An Interesting Document from the Reconstruction Era

One of the benefits of working at Yesterday's Change is having a chance to see some really neat pieces of history. Recently, a customer walked in with this artifact of the Civil War Era and we just had to get our hands on it. It's a letter, penned by James H. Remington of The Bureau of Refugees, Freedmen, and Abandoned Lands, addressed to Lieutenant Martin Hanes of Princess Anne County, VA.

Marked Confidential, the document reads:
You will please report to me immediately the names of six (6) or more white citizens, residents of your county, who are men of the ???? respectability and who have the confidence of both the whites and the freedmen – such men as both races would select for the magistracy or any office of trust and responsibility. Select those who are not disenfranchised by the laws of Congress, and, if such men can be found, other things being equal, prefer those who have been loyal during the war or at least conservative respecting secession. Give the political antecedents of each one named as far as possible. Also please report the names of six of the most intelligent of the freedmen belonging to your county in whom both races have confidence and who have the most influence on their own people. Also give the Post Office Address of each person named. 
Very respectfully, 
James H. Remington

Established on March 3, 1865, approximately two months before Confederate. General Robert E. Lee’s surrender to Ulysses S. Grant in Appomattox, Virginia, The Bureau of Refugees, Freedmen, and Abandoned Lands helped millions of former black slaves and poor whites in the South recover from the aftermath of the Civil War.

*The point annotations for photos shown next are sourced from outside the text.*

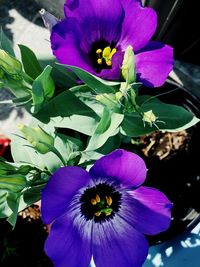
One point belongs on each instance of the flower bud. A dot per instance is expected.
(10, 65)
(149, 117)
(37, 137)
(48, 19)
(128, 65)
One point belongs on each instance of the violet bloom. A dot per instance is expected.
(95, 34)
(102, 214)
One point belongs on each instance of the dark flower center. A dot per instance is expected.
(100, 203)
(101, 55)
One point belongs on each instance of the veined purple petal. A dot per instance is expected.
(117, 243)
(114, 73)
(147, 209)
(125, 167)
(69, 46)
(60, 189)
(154, 63)
(102, 19)
(69, 241)
(139, 25)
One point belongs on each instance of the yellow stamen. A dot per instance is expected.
(109, 63)
(106, 52)
(109, 200)
(98, 213)
(97, 199)
(114, 50)
(99, 61)
(99, 51)
(93, 201)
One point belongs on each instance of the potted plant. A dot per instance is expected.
(94, 117)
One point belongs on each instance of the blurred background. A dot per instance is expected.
(178, 26)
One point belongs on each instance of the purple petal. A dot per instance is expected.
(69, 46)
(69, 241)
(114, 73)
(117, 243)
(154, 63)
(149, 210)
(125, 167)
(60, 189)
(102, 19)
(139, 25)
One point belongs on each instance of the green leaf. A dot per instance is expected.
(14, 182)
(98, 85)
(6, 168)
(111, 144)
(104, 122)
(97, 140)
(5, 43)
(30, 62)
(5, 211)
(65, 104)
(42, 89)
(169, 118)
(79, 123)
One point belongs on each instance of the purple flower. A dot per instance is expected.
(102, 214)
(95, 34)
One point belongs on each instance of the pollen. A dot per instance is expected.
(109, 200)
(99, 61)
(93, 201)
(105, 55)
(98, 213)
(109, 63)
(99, 51)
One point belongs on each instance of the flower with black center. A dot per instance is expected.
(95, 34)
(102, 214)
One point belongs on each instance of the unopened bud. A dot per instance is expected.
(128, 65)
(48, 19)
(149, 117)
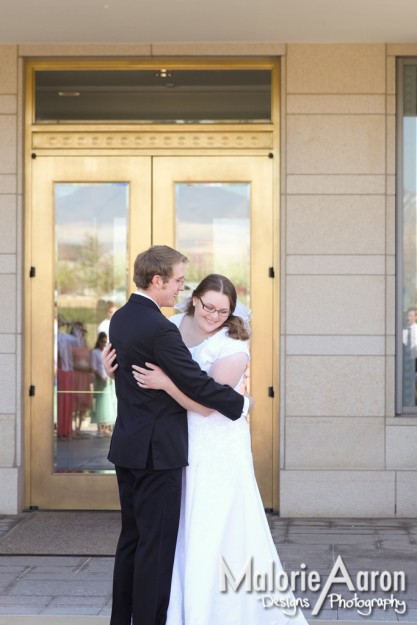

The Freedman’s Bureau led a tumultuous and short existence. Underfunded and understaffed, representatives faced constant dissent and public outcry for their disassembly from former confederates and other white southerners, occasionally facing violence at the hand of white supremacist organizations like the Ku Klux Klan. Despite their manifold hardships, the Bureau still managed to provide millions of Freedmen and disenfranchised Republicans with meals, housing, and medical treatment. They built hospitals and schools for black citizens and helped former slaves locate lost relatives and legitimize marriages.

The Freedmen’s Bureau was officially dismantled by Congress in 1872, largely due to backlash from white southerners. The Bureau ultimately failed in its founding aspirations, to provide freed blacks with continued protection and justice under the laws of their States and, furthermore, the ideals set forth by the United States Constitution. Still, they are acknowledged respectfully within the annals of American History as one of the first publicly funded organizations dedicated to the reparations of freed slaves in the aftermath of the Civil War, and the disenfranchised American’s who fought for their freedom.


James H. Remington was born in Warwick, Rhode Island 1838. He attended Brown University, from which he graduated valedictorian. Shortly after his graduation, Remington was enlisted to serve as a captain in the military. Remington remained in active duty for less than a year, discharged in May 1863 after an injury at the Battle of Fredericksburg. He took a musket ball to the jaw. It shattered the bone and left a serious wound that could not be sutured or mended without continuous treatment.

Remington returned home in April and was elected to the Rhode Island House of Representatives shortly thereafter. He resigned that summer in order to return to the military. He became a captain of Company E, 1st Regiment of the Veterans Reserve Corps and his primary directive was to guard over Camp Chemung’s prisoners of war.

After the Civil War ended, many Reserve Corps. officials were summoned from their posts to offer their labor to the reconstruction of the south. Remington was recruited as an officer for the Freedmen’s Bureau in Virginia. He was an active and dutiful servant to the Bureau, assisting in every scope of reconstructive labor in which the Bureau was concerned. He was promoted to Superintendent of the 1st District, Dept. of the Potomac in Norfolk, VA. He continued his position in the Bureau until the winter of 1868. That Fall, Remington married Ellen F. Howard. They relocated to Brooklyn, NY where Remington practiced as a private tax, patent, and real estate lawyer. He became one of the founding members of the NY State Bar Association and eventually earned his position as president of the U.S. Law Association where he served until his death in 1899.